Docker/Kubernetes – microservices containerization and orchestration. Containerization is an ideal approach for microservices, as it provides a lightweight and isolated environment for them to run in, thus allowing to launch a substantial amount of services written in different languages and using different technologies, using quite modest computational resources. Kubernetes is a great way of running dockerized microservices in production, providing scale and reliability.

Redis – caching and session storage. Even though our system doesn’t store any data on itself, it still needs to maintain a temporary state of customer’s sessions. Redis serves that purpose well with its performance and robustness.

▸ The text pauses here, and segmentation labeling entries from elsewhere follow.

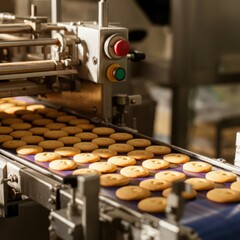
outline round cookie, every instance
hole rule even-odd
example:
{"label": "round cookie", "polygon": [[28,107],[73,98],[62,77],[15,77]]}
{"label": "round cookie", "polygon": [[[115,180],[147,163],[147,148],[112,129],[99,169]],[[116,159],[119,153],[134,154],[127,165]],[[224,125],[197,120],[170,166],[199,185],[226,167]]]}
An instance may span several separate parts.
{"label": "round cookie", "polygon": [[153,158],[153,153],[145,150],[133,150],[127,154],[129,157],[133,157],[136,160],[145,160]]}
{"label": "round cookie", "polygon": [[73,157],[73,160],[77,164],[93,163],[100,161],[100,157],[92,153],[79,153]]}
{"label": "round cookie", "polygon": [[185,183],[192,185],[196,191],[206,191],[214,188],[214,182],[206,178],[188,178]]}
{"label": "round cookie", "polygon": [[170,163],[182,164],[190,161],[190,158],[182,153],[169,153],[163,156],[163,160]]}
{"label": "round cookie", "polygon": [[72,157],[80,153],[80,149],[74,147],[60,147],[54,150],[55,153],[63,157]]}
{"label": "round cookie", "polygon": [[163,179],[146,179],[139,183],[140,187],[143,187],[149,191],[162,191],[172,186],[172,182]]}
{"label": "round cookie", "polygon": [[100,176],[100,185],[103,187],[119,187],[124,186],[129,183],[129,178],[117,174],[117,173],[108,173]]}
{"label": "round cookie", "polygon": [[179,180],[185,180],[186,175],[182,172],[169,170],[169,171],[161,171],[161,172],[156,173],[155,178],[174,182],[174,181],[179,181]]}
{"label": "round cookie", "polygon": [[142,166],[149,170],[160,170],[169,168],[170,163],[163,159],[148,159],[142,162]]}
{"label": "round cookie", "polygon": [[161,145],[152,145],[145,148],[146,151],[152,152],[153,154],[160,155],[160,154],[168,154],[171,152],[171,148],[167,146]]}
{"label": "round cookie", "polygon": [[110,158],[117,155],[116,151],[110,149],[96,149],[92,151],[93,154],[98,155],[100,158]]}
{"label": "round cookie", "polygon": [[38,144],[39,146],[43,147],[46,150],[53,150],[59,147],[64,147],[63,142],[58,140],[44,140]]}
{"label": "round cookie", "polygon": [[100,147],[108,147],[109,145],[114,144],[115,140],[106,137],[97,137],[92,140],[92,143],[95,143]]}
{"label": "round cookie", "polygon": [[152,143],[150,140],[148,139],[144,139],[144,138],[134,138],[134,139],[131,139],[131,140],[128,140],[127,141],[127,144],[130,144],[134,147],[148,147],[150,146]]}
{"label": "round cookie", "polygon": [[212,165],[201,161],[191,161],[183,164],[183,170],[188,172],[209,172]]}
{"label": "round cookie", "polygon": [[124,186],[119,188],[115,195],[121,200],[133,201],[147,198],[151,195],[151,192],[139,186]]}
{"label": "round cookie", "polygon": [[142,199],[137,207],[142,212],[162,213],[167,207],[167,200],[163,197],[149,197]]}
{"label": "round cookie", "polygon": [[37,162],[51,162],[53,160],[57,160],[60,158],[61,158],[61,155],[55,152],[41,152],[41,153],[37,153],[34,156],[34,159]]}
{"label": "round cookie", "polygon": [[134,149],[132,145],[126,143],[114,143],[108,147],[108,149],[117,151],[118,153],[127,153]]}
{"label": "round cookie", "polygon": [[215,170],[206,173],[205,178],[213,182],[226,183],[235,181],[237,179],[237,175],[224,170]]}
{"label": "round cookie", "polygon": [[109,158],[108,162],[113,163],[119,167],[133,166],[136,164],[135,158],[128,156],[114,156]]}
{"label": "round cookie", "polygon": [[96,133],[97,135],[110,135],[115,132],[113,128],[109,127],[95,127],[92,129],[93,133]]}
{"label": "round cookie", "polygon": [[117,170],[117,166],[115,164],[109,162],[95,162],[89,165],[90,169],[97,170],[101,173],[111,173]]}
{"label": "round cookie", "polygon": [[215,188],[207,192],[207,199],[217,203],[240,201],[240,192],[229,188]]}
{"label": "round cookie", "polygon": [[16,149],[16,152],[21,155],[37,154],[42,151],[43,148],[38,145],[25,145]]}
{"label": "round cookie", "polygon": [[147,177],[149,176],[148,169],[142,166],[127,166],[120,170],[120,173],[129,178],[137,178],[137,177]]}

ELK (Elasticsearch, Logstash, Kibana) – log collection, monitoring, and analytics. A crucial thing when working with complex infrastructure, which is inevitable with the microservices approach, and ELK stack is offering the most complete set of tools for that purpose.

Deployment

The solution is deployed on the AWS cloud. While we have built it using only open source technologies, we chose to use several AWS-managed services on top of those technologies such as Amazon Elastic Kubernetes Service (EKS), Amazon Elastic Container Registry (ECR), and Amazon Elasticsearch Service, instead of a fully self-managed solution. This approach allowed us to:

  • reduce maintenance cost;
  • remain cloud-agnostic and maintain the possibility of migration to different premises.

Business Value Delivered

Abto Software has delivered a comprehensive AI-powered customer support automation software system for a leading European FinTech corporation. Two key features of the delivered solution include:

  1. Automatic intent recognition of the incoming customer emails and the messages received through the company’s support portal;
  2. Automatic fulfillment of the selected subset of recognized customer requests and logging of all automated decisions into Salesforce CRM.

The developed AI-based CSA system also includes a customer service chatbot integrated into the company’s support portal.

The selected microservice approach and the technologies used for deployment of the customer support automation system allowed us to build a reliable, secure, and scalable cloud-based solution that helped our client reduce customer support costs while simultaneously increasing the overall customer satisfaction levels due to ensuring timely customer service.